На сцене МХТ им. Чехова были сыграны "Гроза" Александра Островского, "Пьяные" Ивана Вырыпаева и "Губернатор" Леонида Андреева, в Малом театре показали пьесу Виктора Гусева "Слава", шедшую в 30-е годы в БДТ. Завершала гастроли легендарная "Алиса" - спектакль-бенефис Алисы Фрейндлих, поставленный Андреем Могучим в самом начале его руководства театром.
В разных на первый взгляд работах неожиданно проявилось нечто единое, что определяет творческий облик этого театра под руководством Андрея Могучего. В очень непростой период знакомства с прославленной труппой режиссер предложил прямо на ходу сочинить спектакль для выдающейся актрисы. Темой его первого спектакля "Алиса" стало время - основной герой философской сказки Льюиса Кэрролла. Кажется, что именно осмыслением разрывов и пазух времени, просвечиванием эпох занят сегодня театр, чье рождение связано с именами Александра Блока и Максима Горького.
В "Грозе" Андрей Могучий, композитор Александр Маноцков и художник Вера Мартынова как будто пытаются синтезировать модель архаического русского театра. Он голосит выплывшими из подсознания закличками, плачами, говорами русских деревень. В этом великолепном, черном пространстве, рассекаемом молниями, красными облаками и платьями, явно различаются традиции русской народной драмы, которую так рьяно изучали в начале XX века. Черный лаковый Палех с "житием" Катерины, ее взлетами и падениями, житием заповедной страны с ее нечистью, красноармейцами в буденовках, самолетами и ракетами, Сталиным и мавзолеем - омут заповедного мира здесь точно заговаривают, ощущая особое свойство времени, которое "стало в умаление приходить" (так говорит о нем персонаж "Грозы" Феклуша). Пугающая и поэтическая сказка про апокалипсис срифмована здесь с самой плотью русского мира, а над ним разливается, тянется, никак не разрешаясь, бесконечное "ка-а-а-а", только к концу первого действия допетое "...линка, калинка, калинка моя".

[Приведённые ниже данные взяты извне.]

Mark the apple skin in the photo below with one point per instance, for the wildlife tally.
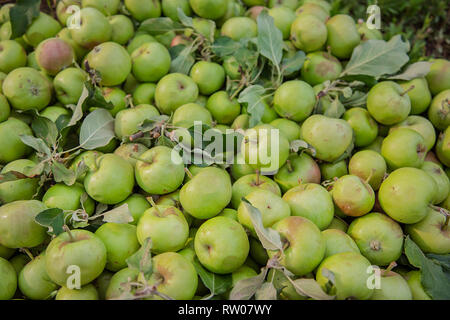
(88, 292)
(386, 104)
(297, 170)
(120, 241)
(26, 89)
(207, 194)
(151, 61)
(379, 238)
(338, 241)
(370, 166)
(12, 56)
(86, 251)
(311, 201)
(17, 226)
(209, 76)
(406, 193)
(294, 100)
(166, 226)
(174, 90)
(94, 30)
(414, 279)
(392, 287)
(151, 173)
(221, 245)
(8, 280)
(308, 33)
(173, 275)
(270, 205)
(23, 189)
(350, 270)
(321, 132)
(431, 234)
(306, 245)
(34, 281)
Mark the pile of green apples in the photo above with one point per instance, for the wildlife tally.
(93, 205)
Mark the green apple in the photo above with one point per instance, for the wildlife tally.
(112, 180)
(166, 226)
(17, 226)
(439, 111)
(209, 9)
(297, 170)
(431, 234)
(351, 276)
(141, 10)
(151, 61)
(26, 88)
(322, 132)
(207, 193)
(34, 282)
(308, 33)
(404, 147)
(223, 108)
(388, 103)
(94, 30)
(12, 56)
(311, 201)
(120, 241)
(438, 78)
(379, 238)
(87, 292)
(392, 287)
(43, 27)
(252, 182)
(174, 90)
(174, 276)
(78, 248)
(152, 168)
(128, 120)
(100, 59)
(337, 241)
(343, 36)
(221, 245)
(329, 171)
(22, 189)
(421, 125)
(8, 277)
(370, 166)
(305, 245)
(405, 195)
(294, 100)
(270, 205)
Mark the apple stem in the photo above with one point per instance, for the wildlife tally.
(66, 229)
(408, 90)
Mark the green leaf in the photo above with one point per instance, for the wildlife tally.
(270, 239)
(415, 70)
(22, 15)
(377, 58)
(97, 130)
(270, 38)
(142, 259)
(53, 219)
(435, 280)
(253, 96)
(246, 288)
(217, 284)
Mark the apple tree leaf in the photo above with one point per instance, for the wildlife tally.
(435, 278)
(270, 239)
(53, 219)
(97, 130)
(376, 58)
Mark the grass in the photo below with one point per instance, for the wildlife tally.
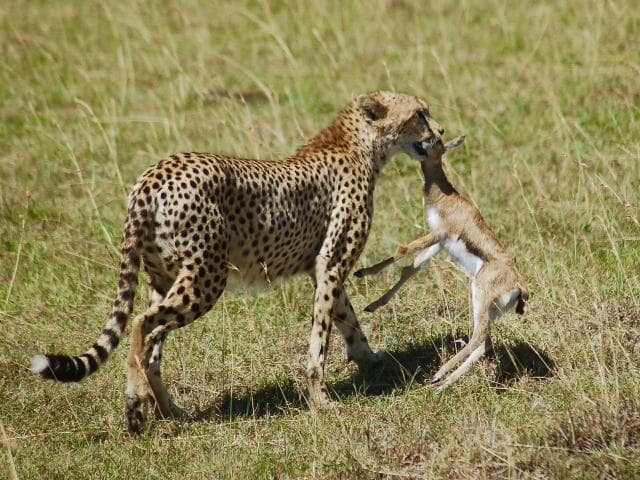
(547, 94)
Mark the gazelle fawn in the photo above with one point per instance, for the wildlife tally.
(458, 228)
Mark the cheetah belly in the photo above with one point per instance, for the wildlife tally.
(467, 261)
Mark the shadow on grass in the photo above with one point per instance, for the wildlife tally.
(412, 364)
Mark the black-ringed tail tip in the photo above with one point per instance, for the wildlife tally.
(63, 368)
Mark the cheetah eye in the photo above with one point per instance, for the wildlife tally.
(422, 115)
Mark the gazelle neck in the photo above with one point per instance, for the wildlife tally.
(436, 184)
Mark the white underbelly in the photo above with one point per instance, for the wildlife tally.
(467, 261)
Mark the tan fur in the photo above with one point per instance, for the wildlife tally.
(196, 220)
(496, 281)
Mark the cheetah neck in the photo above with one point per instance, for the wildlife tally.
(349, 133)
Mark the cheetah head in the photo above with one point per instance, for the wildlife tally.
(402, 123)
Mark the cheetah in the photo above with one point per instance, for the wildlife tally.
(197, 220)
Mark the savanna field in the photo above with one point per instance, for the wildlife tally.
(548, 96)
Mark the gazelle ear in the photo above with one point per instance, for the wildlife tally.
(371, 107)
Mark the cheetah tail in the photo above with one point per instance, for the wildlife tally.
(66, 368)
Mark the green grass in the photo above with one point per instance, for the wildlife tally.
(92, 93)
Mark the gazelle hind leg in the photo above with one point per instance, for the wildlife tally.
(462, 369)
(481, 331)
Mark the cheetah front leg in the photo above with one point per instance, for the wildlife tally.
(319, 339)
(345, 319)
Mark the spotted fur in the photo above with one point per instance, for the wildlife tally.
(197, 220)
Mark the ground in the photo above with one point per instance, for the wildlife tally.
(547, 94)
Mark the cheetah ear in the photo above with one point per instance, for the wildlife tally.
(373, 109)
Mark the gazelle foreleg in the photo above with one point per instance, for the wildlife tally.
(407, 272)
(418, 244)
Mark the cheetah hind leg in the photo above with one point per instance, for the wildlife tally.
(163, 405)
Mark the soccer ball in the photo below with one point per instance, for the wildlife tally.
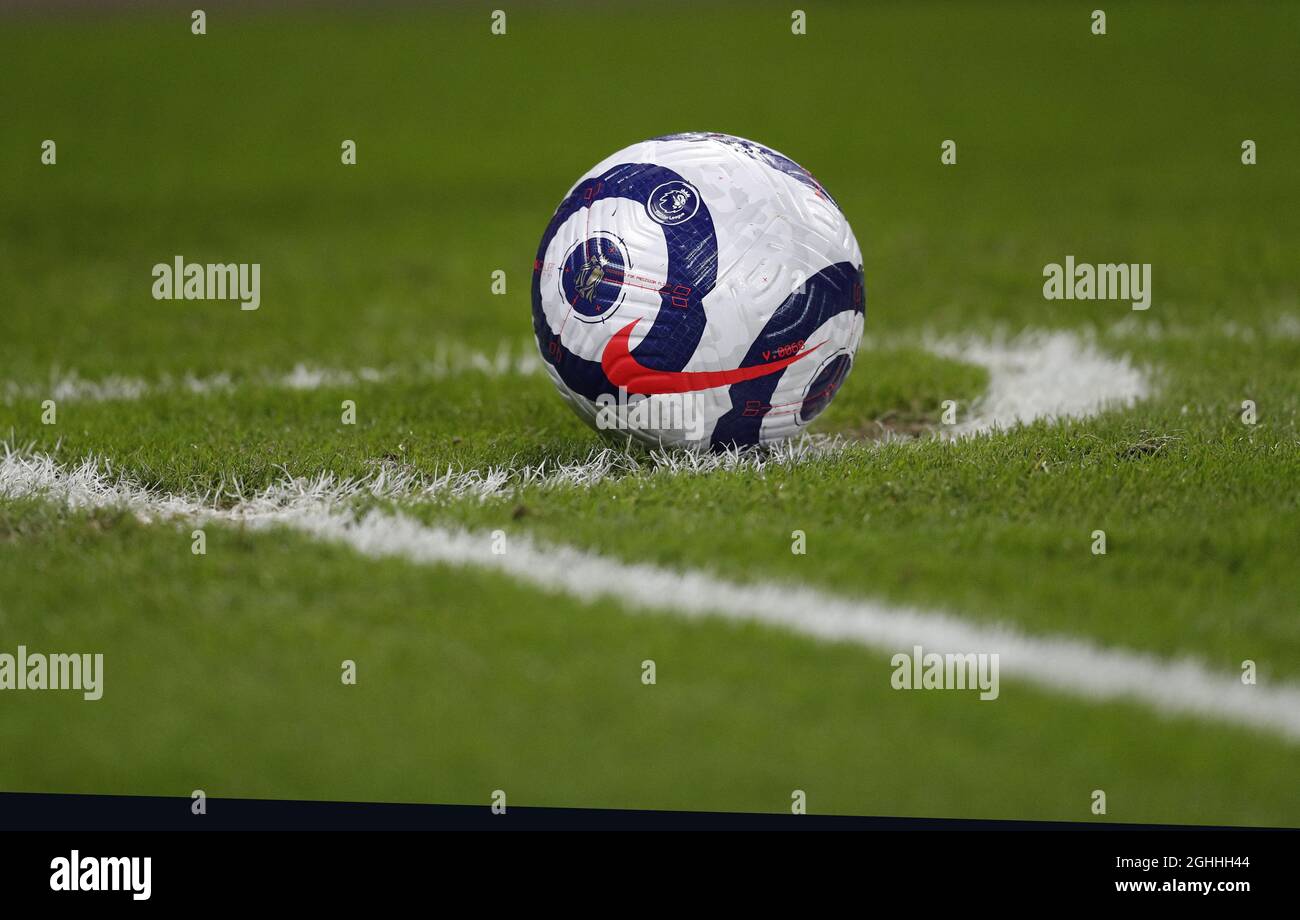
(698, 290)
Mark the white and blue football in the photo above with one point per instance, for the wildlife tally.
(698, 290)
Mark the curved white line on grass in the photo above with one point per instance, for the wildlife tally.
(1075, 667)
(1041, 374)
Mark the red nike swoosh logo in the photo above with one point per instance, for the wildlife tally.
(625, 370)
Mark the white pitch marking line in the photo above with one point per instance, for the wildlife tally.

Изысканная красота "Грозы" заставляет говорить о новом состоянии после постмодерна, о трагическом переживании мира, включающем в себя скепсис и иронию. "Пьяные" Ивана Вырыпаева Могучий решился поставить прямо на большой сцене прекрасного старинного театра. Поставил так, как его и нужно ставить в БДТ - "сшивая" прекрасные актерские дарования с экзотическим течением слов и смыслов, с условным жестом. Подлинным содержанием спектакля становится тот остроумный, яростный, изысканный и гомерически смешной способ, которым достигается катарсис, сама возможность услышать давно исключенные постмодерном слова о вере. А заодно посмеяться над ними, а заодно понять, как давно мы их не слышали. Содержанием является едва уловимый страх, который шелестит по партеру, когда "пьяные" говорят о "Господе Боге". Ведь есть совсем немного возможностей произнести их по-настоящему. Высокий градус трагикомического, с которым играет ансамбль БДТ, позволяет слушать эти слова и смеяться сквозь слезы.
В спектакле Могучего "Губернатор", поставленном по рассказу Леонида Андреева, границы горя расширяются, как круги на воде: от индивидуального страдания героя, жаждущего возмездия за отданный им приказ о расстреле рабочих, до вселенской мистерии. Два ангела с железными крыльями, спускающиеся с театральных небес, отсылают ко всем апокалиптическим сюжетам. У серой шершавой стены, границы памяти и забвения, на стульях сидят все его участники с серыми лицами и экспрессионистским гримом; зомби или памятники, они исчезают по одному, пока не остается девочка-гимназистка с красным флагом в руках, та самая, что потом будет оплакивать бедного губернатора.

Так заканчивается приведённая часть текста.